February 23, 2013
According to the Labor Department, the purchasing power of the federal minimum wage, after adjusting for inflation, has dropped twenty percent (20%) since 1967.
At some level, higher minimum wages may cause job losses, but available data indicate this is unlikely to occur with an increase from $7.25 to $9.00 (about $18,000 per year). The bad news: making ends meet is still difficult; the good: such increased wages are spent locally, and right away. Given the multiplier effect and velocity of money, positive things happen to an economy when it is fed from the bottom up.
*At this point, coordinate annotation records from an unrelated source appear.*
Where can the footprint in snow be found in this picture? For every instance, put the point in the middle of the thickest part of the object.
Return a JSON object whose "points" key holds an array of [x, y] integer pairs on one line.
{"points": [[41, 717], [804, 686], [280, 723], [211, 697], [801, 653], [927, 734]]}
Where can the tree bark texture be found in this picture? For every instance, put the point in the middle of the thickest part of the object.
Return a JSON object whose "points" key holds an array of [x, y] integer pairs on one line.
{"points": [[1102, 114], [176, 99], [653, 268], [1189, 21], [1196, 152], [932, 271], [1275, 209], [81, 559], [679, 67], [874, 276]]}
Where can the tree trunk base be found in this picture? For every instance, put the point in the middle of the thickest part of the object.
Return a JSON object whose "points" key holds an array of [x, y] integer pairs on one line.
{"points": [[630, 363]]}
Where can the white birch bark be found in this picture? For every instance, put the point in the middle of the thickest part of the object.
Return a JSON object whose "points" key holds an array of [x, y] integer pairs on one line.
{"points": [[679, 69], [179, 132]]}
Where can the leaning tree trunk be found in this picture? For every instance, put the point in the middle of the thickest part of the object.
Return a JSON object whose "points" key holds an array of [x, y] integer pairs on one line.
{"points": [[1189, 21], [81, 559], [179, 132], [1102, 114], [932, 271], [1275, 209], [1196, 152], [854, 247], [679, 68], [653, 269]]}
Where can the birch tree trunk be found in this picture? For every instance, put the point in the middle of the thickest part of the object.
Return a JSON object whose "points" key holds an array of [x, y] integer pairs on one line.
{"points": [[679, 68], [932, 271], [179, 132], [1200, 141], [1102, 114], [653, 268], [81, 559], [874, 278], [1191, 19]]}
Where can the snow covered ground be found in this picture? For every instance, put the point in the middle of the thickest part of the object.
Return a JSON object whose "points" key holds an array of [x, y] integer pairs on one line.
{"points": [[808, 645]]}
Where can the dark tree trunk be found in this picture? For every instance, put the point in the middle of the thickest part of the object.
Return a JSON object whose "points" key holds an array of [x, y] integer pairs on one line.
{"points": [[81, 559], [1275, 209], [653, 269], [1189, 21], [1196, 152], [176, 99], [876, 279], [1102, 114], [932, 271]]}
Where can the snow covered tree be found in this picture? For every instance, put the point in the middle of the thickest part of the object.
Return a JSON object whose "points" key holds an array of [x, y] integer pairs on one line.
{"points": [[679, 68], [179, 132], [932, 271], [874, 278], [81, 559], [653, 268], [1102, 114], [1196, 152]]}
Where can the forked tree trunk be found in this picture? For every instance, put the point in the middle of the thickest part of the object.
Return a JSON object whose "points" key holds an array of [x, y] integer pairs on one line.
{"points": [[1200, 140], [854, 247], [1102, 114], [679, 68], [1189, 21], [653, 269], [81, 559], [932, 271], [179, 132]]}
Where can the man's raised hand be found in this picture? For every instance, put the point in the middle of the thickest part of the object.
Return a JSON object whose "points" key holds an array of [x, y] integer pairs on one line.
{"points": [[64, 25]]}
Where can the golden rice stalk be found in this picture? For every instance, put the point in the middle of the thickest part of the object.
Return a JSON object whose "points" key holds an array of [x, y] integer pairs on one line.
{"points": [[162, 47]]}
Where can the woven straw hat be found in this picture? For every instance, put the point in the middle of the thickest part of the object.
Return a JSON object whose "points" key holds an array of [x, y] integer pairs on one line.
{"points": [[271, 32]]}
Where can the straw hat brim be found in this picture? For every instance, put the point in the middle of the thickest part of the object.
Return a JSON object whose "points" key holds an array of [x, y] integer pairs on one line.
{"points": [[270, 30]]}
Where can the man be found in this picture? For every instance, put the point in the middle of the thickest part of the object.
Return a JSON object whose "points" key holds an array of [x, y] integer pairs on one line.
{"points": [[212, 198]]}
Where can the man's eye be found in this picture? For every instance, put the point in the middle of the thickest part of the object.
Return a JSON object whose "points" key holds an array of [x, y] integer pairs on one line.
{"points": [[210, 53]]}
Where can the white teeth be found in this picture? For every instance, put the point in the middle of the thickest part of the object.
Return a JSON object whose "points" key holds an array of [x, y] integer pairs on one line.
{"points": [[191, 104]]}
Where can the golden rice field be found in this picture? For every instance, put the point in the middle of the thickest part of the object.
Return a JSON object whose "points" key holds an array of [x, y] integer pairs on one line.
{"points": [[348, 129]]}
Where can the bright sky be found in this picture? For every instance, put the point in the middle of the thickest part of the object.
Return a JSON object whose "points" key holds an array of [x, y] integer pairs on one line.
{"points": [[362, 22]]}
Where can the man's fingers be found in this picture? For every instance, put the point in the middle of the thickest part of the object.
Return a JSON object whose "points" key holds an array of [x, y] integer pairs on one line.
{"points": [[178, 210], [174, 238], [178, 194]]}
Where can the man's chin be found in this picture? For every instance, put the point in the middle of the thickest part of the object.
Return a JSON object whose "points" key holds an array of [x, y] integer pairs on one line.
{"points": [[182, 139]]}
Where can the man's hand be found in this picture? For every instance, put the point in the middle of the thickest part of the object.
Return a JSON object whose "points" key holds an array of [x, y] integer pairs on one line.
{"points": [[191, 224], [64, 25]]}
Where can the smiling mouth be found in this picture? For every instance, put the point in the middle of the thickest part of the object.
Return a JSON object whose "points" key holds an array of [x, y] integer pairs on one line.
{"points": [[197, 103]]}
Since states are permitted to set minimum wages higher than the federal rate, where state differences are significant they create laboratories at shared borders. In 2007, while Idaho was content with the federal minimum wage of $5.15, the state of Washington had the highest minimum wage in the country at $8.00. Noting this discrepancy, critics of higher minimum wages declared confidently that the economy of Spokane Valley, Washington, would suffer when compared to Post Falls, Idaho, just 8 miles away.
The New York Times examined the two communities on either side of the border and determined it was the economy in Washington that prospered (NYTimes, 2/14/2013). Although prices did rise on the Washington side, the higher wages led to increased spending, which “floated more boats” than the more austere approach in Idaho. Facts are stubborn creatures, and public policy should be based on them.